Tutorial: Archival Images
This week, we’re going to think about the challenges of translation from one medium to another, and explore how LLMs process or “see” complex images. For this project, I recommend working with images you find interesting that are related to your work in some way - assemble these as a collection that speaks to a theme or subject that has significant complexity. If you need ideas, consider working from an existing archive, such as image collections within the Internet Archive or the Library of Congress. Consider the work discussed in our readings, Archive Dreaming - how might generative AI change how you approach a larger visual cultural dataset? While we won’t be working at that scale for this exercise, consider the broader projects that might build on these methods.
Image to Text Translation
Iterate through a series of prompts to build from analyzing single images to a larger set. You will need the subscription to provide a sufficient number of images at once (through the upload function - just select multiple files in a folder) to see patterns. Work from simpler images (with or without text) to more complex and potentially confusing images. These can be photographs or, as with our readings, not-photographs of any kind - a set of screenshots, archival scans, hand-written documents, etc.

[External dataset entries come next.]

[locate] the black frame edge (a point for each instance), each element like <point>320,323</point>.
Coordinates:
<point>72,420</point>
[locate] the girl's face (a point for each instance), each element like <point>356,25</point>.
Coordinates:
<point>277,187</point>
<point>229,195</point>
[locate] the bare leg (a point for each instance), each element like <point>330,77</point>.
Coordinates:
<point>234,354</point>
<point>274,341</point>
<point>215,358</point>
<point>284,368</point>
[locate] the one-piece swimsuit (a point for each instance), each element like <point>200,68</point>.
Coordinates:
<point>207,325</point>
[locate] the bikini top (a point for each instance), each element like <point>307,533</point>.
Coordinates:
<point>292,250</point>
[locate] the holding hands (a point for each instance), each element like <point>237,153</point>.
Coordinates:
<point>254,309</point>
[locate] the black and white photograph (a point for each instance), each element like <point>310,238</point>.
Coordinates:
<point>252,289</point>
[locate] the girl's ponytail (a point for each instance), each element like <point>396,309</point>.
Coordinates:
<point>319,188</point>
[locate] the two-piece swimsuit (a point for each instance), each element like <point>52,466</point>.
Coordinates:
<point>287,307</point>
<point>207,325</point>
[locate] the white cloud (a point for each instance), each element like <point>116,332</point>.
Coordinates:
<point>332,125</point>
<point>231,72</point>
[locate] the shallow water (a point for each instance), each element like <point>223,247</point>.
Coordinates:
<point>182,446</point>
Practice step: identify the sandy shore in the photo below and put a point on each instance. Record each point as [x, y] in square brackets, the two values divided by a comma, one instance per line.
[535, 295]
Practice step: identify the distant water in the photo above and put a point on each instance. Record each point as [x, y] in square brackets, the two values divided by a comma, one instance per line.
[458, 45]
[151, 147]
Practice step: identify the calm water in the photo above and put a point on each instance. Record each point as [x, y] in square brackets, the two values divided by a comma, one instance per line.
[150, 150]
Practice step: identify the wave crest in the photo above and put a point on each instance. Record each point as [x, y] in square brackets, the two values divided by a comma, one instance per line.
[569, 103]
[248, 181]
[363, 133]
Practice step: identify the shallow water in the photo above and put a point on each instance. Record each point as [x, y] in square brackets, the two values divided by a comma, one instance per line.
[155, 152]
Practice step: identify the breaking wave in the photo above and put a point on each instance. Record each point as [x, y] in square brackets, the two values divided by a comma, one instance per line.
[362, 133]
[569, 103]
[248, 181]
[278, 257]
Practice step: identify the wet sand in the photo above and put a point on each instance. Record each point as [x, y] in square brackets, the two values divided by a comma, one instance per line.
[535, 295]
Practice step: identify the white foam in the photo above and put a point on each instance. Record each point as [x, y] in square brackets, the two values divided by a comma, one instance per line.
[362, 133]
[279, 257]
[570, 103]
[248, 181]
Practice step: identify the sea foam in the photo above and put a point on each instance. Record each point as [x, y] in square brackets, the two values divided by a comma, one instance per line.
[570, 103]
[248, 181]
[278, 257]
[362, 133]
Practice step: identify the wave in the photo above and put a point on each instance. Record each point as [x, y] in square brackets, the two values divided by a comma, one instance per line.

Here’s a few examples of questions to ask about single sets and images to prompt different types of translation:
- Describe what you see in this image. Follow up about material elements and specific details in the image. If there’s an art or craft depicted, ask about the process or construction.
- Write alt-text for this image. Keep in mind accessibility standards. To work more broadly, ask it to extrapolate and provide introductory descriptory text for the set of images.
- Pull out and describe key features. Start with a single image, and work up to a larger set. See if it can assist in drawing out or recognizing patterns of details, composition, etc that might be of interest.
- Generate similar images. This is unlikely to get good results without a lot of specificity: focus on elements that the image to text translation has recognized, and provide specific prompts on what you want the generated images to follow.
- Visualize the set. Ask it to use the file names of the images, and put them into a meaningful relationship: you could ask for a visualization positioning them in relationship to one another based on key characteristics, as shown here with a simple set of media images pulled from the Internet Archive.
As you work, think about how this might change your approach to text to image prompting (like we did last week). Consider what other uses this might have for investigating material culture, and where the weaknesses are in the translations.
Discussion
Unlike last week, you don’t need to produce one unified document from these explorations: instead, take screenshots of highlights (particularly visualizations and other analysis) to share out in the discussion. You should be able to submit a large number of images at once if you’re using the ChatGPT subscription, so try to push the limits and see what type of results you can get working towards analysis at scale. While it will be easier to analyze the accuracy of the results with images you are familiar with, consider branching out as you experiment to see how useful you find the translations provided.